Vancouver must make fixing roadways -- and protecting taxpayers -- a priority

The Columbian
Published: December 22, 2013, 4:00pm

The bill for years of neglect is about to come due, and the Vancouver City Council and taxpayers are starting to consider how to pay it.

In anticipation of difficult decisions they will face in the coming year, council members have started discussions about the city’s streets. Last week, they were told they will need to come up with about $6.75 million a year to properly maintain the city’s roadways. More will be required to actually improve the streets, which increasingly are falling short of generally accepted standards. The city has identified about $520 million in street needs, the bulk of which involve bringing old county roads up to urban standards, a need created by an ever-expanding urban area. Areas that once could be well-served by old farm-to-market roads now require modern streets to handle the housing developments that have encroached upon those lands.

Given these austere times, that might be enough to have councilors searching under the couch cushions and digging into piggy banks for a solution — if only such answers could be so easily found. Instead, a council that already has cut city staff by about 20 percent is considering measures such a sales-tax increase, a license-tab fee increase, or a special levy to help pay for road improvements.

Therein lies the dilemma.

“The city has taken significant steps to contain the pace of growth in all our costs over the past several years,” City Manager Eric Holmes said. “The current effort to examine our street operations is geared toward maximizing the results we can accomplish with the resources we have. A combination of wage freezes, furloughs, layoffs, combined with restructuring of health-care coverage and premium sharing, have been ingredients in our cost-containment efforts.”

We feel the city’s pain. And yet we implore leaders to understand the pain felt by taxpayers. When is comes to street improvements, like all other governmental programs, the question is a matter of priorities. For a city government, roads arguably rank behind only public safety — police and fire — on the scale of importance. That doesn’t mean that police and fire protection receives all the money it deems necessary and then other services fight over the scraps; it means that public safety and then roads should be given the most weight. Unkept streets can be a safety concern for motorists, pedestrians, and bicyclists, and they can be an economic concern for businesses that rely upon the transportation of goods or the ability of customers to reach their store.

The decisions ultimately will be influenced by the public. “From my perspective, it’s important to lay out the challenges of our community and learn what their expectations are,” Mayor Tim Leavitt said. Input on what level of street improvements the public considers important should go a long way toward determining the city’s course of action. This has been a problem created by decades of neglect, and it will require many years to effectively create and implement a solution. Along the way, other items that fall under the auspices of the city are going to face cuts.

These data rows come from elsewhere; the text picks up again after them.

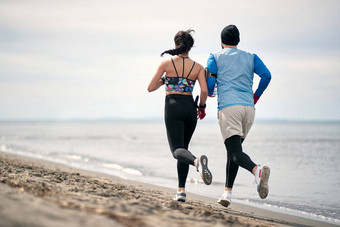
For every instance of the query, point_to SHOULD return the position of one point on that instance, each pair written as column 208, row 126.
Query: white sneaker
column 261, row 179
column 225, row 199
column 202, row 168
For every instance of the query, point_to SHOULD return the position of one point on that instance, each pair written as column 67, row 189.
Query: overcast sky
column 91, row 59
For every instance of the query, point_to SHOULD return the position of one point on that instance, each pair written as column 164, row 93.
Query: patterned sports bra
column 180, row 84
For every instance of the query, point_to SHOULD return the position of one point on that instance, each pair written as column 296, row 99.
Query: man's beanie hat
column 230, row 35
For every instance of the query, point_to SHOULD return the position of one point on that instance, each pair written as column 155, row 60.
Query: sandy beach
column 39, row 193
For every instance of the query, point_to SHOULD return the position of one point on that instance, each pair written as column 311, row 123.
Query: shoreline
column 78, row 197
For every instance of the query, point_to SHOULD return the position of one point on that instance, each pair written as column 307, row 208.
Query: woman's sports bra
column 180, row 84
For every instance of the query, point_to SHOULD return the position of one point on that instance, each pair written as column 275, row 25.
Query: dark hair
column 183, row 41
column 230, row 35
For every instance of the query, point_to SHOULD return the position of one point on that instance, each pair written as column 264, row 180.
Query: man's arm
column 263, row 72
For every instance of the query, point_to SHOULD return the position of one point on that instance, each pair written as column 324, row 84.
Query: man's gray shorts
column 236, row 120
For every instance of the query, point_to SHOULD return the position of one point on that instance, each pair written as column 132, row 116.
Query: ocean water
column 304, row 158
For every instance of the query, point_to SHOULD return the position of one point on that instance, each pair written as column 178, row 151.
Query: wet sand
column 39, row 193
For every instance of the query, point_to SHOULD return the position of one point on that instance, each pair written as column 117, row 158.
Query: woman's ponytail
column 183, row 41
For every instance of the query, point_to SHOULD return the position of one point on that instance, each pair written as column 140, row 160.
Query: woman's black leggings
column 180, row 119
column 236, row 158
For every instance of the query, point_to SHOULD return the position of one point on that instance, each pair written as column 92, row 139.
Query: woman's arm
column 156, row 81
column 203, row 85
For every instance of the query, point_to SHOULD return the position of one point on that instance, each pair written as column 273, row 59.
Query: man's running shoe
column 261, row 179
column 202, row 168
column 225, row 199
column 180, row 196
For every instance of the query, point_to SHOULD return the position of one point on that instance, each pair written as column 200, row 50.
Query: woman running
column 181, row 111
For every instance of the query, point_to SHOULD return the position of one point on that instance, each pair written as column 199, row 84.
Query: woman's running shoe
column 202, row 168
column 225, row 199
column 261, row 179
column 180, row 196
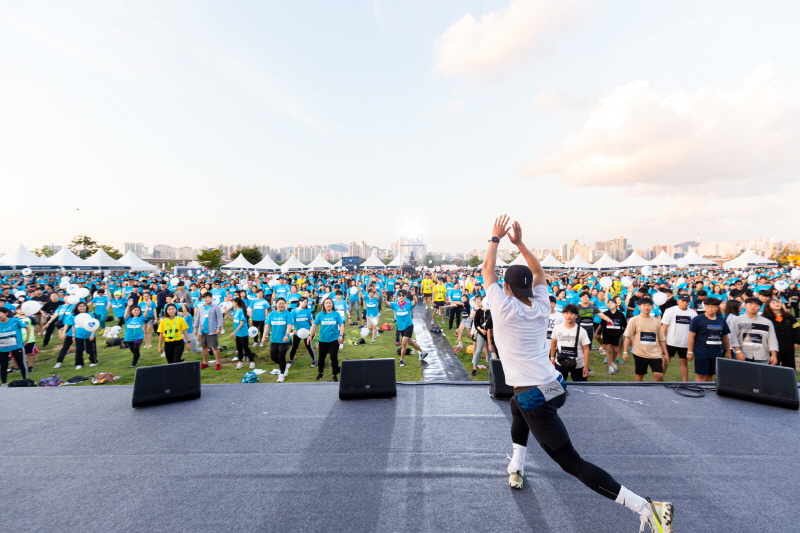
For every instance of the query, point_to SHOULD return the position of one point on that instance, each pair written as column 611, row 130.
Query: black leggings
column 277, row 352
column 18, row 357
column 296, row 342
column 455, row 312
column 174, row 351
column 243, row 349
column 331, row 348
column 134, row 347
column 552, row 436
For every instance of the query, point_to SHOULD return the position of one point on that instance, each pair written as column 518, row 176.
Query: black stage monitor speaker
column 773, row 385
column 497, row 378
column 166, row 383
column 367, row 378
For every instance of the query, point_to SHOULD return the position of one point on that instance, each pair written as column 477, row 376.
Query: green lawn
column 118, row 361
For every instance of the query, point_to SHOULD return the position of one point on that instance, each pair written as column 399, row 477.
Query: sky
column 284, row 123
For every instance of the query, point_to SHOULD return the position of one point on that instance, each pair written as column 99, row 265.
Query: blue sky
column 285, row 123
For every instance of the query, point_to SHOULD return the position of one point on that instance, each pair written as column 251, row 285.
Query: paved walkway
column 442, row 365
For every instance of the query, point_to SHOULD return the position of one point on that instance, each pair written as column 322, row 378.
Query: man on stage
column 520, row 310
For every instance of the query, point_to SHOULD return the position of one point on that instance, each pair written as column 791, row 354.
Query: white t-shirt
column 554, row 320
column 565, row 341
column 520, row 333
column 677, row 322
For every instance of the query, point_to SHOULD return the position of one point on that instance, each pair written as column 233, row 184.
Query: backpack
column 52, row 381
column 250, row 377
column 22, row 383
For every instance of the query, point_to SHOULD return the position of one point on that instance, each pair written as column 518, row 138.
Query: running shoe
column 660, row 521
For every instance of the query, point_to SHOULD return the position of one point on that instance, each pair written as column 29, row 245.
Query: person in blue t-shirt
column 279, row 327
column 11, row 343
column 302, row 317
column 708, row 339
column 403, row 310
column 331, row 335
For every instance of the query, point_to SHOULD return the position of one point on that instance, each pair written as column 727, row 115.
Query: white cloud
column 651, row 141
column 500, row 40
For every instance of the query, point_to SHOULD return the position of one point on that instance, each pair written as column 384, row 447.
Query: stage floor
column 292, row 457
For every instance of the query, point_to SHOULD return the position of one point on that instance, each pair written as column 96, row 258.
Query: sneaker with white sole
column 660, row 521
column 515, row 475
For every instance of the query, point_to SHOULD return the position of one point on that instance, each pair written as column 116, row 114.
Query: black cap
column 520, row 280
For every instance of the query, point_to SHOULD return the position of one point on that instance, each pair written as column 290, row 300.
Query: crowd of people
column 689, row 314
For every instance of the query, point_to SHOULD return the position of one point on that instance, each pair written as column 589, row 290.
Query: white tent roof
column 135, row 262
column 293, row 263
column 549, row 262
column 65, row 259
column 372, row 262
column 267, row 264
column 100, row 260
column 240, row 263
column 606, row 262
column 319, row 263
column 20, row 258
column 397, row 261
column 696, row 259
column 663, row 259
column 634, row 260
column 578, row 262
column 748, row 258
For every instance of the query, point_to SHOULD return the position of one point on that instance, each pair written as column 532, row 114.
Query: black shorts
column 641, row 364
column 674, row 350
column 613, row 340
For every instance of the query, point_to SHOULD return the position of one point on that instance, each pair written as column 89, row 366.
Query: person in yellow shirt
column 427, row 289
column 172, row 335
column 439, row 297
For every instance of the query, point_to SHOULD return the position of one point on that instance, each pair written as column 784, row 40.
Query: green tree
column 84, row 246
column 253, row 255
column 45, row 251
column 211, row 259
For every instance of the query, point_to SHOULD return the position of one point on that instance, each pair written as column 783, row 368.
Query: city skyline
column 295, row 122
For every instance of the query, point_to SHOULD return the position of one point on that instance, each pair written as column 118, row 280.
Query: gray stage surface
column 292, row 457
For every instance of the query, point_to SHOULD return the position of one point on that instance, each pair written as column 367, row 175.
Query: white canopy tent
column 100, row 260
column 548, row 263
column 634, row 260
column 267, row 265
column 21, row 257
column 664, row 259
column 65, row 259
column 372, row 262
column 319, row 263
column 240, row 263
column 135, row 262
column 606, row 262
column 696, row 259
column 397, row 262
column 293, row 264
column 578, row 262
column 748, row 259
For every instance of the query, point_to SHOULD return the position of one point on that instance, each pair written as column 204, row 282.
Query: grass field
column 118, row 361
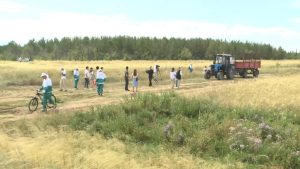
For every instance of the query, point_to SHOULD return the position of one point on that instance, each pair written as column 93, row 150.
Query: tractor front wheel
column 207, row 75
column 244, row 74
column 220, row 75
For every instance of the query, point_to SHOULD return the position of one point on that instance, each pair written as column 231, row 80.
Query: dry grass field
column 23, row 144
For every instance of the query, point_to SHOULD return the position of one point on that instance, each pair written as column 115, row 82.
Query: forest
column 136, row 48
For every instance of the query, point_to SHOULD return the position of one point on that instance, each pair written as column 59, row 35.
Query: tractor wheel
column 207, row 75
column 255, row 73
column 244, row 74
column 220, row 75
column 230, row 73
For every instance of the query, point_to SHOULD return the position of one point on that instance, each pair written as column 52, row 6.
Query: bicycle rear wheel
column 50, row 105
column 33, row 104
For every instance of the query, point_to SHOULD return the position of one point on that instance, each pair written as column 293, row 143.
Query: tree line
column 135, row 48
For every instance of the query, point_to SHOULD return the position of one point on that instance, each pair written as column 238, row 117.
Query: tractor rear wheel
column 230, row 73
column 207, row 75
column 220, row 75
column 244, row 74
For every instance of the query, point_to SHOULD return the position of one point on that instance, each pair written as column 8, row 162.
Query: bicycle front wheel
column 33, row 104
column 49, row 105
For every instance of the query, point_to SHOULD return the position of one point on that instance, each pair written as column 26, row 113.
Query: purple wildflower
column 257, row 142
column 278, row 137
column 269, row 137
column 262, row 126
column 232, row 129
column 268, row 127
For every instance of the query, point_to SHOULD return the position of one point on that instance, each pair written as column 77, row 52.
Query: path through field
column 14, row 100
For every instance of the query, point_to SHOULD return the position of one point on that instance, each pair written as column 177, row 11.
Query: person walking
column 76, row 78
column 135, row 83
column 155, row 71
column 126, row 79
column 92, row 78
column 204, row 69
column 191, row 68
column 63, row 80
column 172, row 76
column 178, row 77
column 47, row 91
column 101, row 78
column 86, row 78
column 150, row 73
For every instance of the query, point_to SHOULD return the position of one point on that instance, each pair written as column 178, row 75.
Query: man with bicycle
column 47, row 91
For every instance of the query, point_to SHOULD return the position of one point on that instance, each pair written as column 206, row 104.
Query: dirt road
column 14, row 100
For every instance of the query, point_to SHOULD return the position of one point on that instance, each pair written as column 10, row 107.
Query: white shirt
column 76, row 73
column 154, row 70
column 173, row 75
column 86, row 74
column 65, row 73
column 47, row 82
column 101, row 75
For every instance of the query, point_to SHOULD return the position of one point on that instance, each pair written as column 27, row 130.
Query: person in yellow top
column 47, row 91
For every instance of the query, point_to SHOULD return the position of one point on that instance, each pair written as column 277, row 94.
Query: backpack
column 178, row 76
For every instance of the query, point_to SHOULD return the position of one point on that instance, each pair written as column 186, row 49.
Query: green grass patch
column 201, row 127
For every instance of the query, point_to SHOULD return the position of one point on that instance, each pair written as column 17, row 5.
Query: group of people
column 89, row 79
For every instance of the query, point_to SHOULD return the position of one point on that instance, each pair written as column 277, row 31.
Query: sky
column 275, row 22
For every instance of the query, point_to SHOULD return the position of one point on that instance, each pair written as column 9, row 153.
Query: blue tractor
column 223, row 65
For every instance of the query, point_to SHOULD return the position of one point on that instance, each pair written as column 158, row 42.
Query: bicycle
column 33, row 104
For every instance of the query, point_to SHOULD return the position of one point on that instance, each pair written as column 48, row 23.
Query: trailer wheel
column 244, row 74
column 220, row 75
column 255, row 73
column 230, row 73
column 207, row 75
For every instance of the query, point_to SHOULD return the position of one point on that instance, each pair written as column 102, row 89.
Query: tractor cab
column 223, row 65
column 223, row 61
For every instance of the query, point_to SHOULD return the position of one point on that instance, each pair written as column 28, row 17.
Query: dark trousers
column 86, row 83
column 126, row 83
column 150, row 81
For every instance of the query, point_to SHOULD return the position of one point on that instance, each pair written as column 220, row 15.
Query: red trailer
column 248, row 65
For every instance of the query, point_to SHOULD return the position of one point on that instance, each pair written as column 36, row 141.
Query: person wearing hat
column 92, row 78
column 76, row 78
column 191, row 68
column 47, row 90
column 63, row 80
column 86, row 78
column 178, row 77
column 101, row 78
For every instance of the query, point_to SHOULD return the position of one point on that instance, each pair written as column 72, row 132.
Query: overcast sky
column 276, row 22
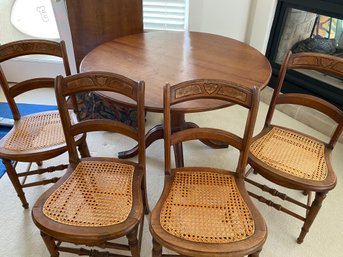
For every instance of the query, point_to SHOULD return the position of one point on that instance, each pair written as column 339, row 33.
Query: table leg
column 178, row 123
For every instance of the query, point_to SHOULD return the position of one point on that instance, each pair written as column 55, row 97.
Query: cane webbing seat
column 206, row 207
column 36, row 131
column 292, row 153
column 100, row 198
column 96, row 194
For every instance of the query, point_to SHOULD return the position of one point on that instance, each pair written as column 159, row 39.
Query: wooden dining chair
column 99, row 198
column 289, row 157
column 36, row 137
column 206, row 211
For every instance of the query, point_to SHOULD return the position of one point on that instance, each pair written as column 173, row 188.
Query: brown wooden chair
column 291, row 158
column 206, row 211
column 37, row 137
column 93, row 23
column 99, row 198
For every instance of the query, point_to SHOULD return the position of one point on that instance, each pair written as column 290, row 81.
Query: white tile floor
column 20, row 238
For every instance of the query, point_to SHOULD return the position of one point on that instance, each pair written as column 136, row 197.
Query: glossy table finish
column 172, row 57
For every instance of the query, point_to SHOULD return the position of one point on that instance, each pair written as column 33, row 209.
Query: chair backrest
column 326, row 64
column 211, row 89
column 23, row 48
column 100, row 81
column 95, row 22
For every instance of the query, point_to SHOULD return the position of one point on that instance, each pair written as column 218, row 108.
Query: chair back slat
column 100, row 81
column 311, row 61
column 214, row 89
column 23, row 48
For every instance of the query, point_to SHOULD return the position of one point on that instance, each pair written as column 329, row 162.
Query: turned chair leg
column 50, row 244
column 156, row 249
column 133, row 243
column 12, row 174
column 311, row 215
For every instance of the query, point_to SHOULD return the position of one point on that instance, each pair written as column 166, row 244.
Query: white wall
column 245, row 20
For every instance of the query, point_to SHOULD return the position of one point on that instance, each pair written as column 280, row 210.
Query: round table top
column 163, row 57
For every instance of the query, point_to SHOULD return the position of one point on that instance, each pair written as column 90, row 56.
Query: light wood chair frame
column 326, row 64
column 10, row 158
column 55, row 233
column 233, row 94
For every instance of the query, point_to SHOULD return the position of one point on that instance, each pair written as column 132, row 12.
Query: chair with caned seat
column 39, row 136
column 99, row 198
column 289, row 157
column 206, row 211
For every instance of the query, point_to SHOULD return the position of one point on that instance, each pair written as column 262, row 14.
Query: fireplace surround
column 287, row 14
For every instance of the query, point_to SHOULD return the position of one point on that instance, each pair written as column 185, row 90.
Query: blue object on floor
column 24, row 109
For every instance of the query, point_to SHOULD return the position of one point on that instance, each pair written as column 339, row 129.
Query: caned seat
column 99, row 199
column 206, row 211
column 36, row 137
column 289, row 157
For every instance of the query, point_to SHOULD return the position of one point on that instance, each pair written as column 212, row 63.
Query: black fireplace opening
column 308, row 25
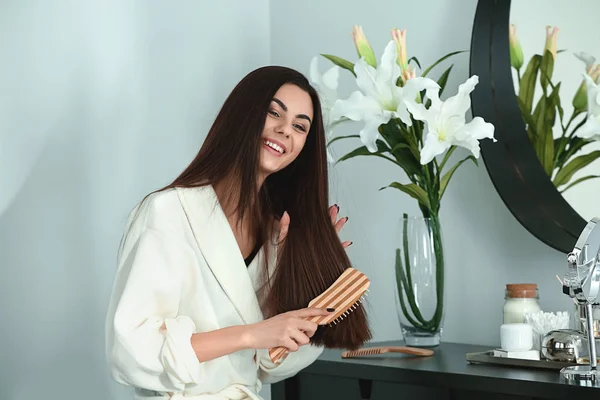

Governments always can find a reason to plead for more money; there always is something that needs fixing or can be improved, something that officials can argue is crucial to the livability of the area. But those fixes, if they truly are important to the community, need to be accomplished through prioritization and through cutting back somewhere else. Streets are important, but in this regard they are no different from other services provided by the city.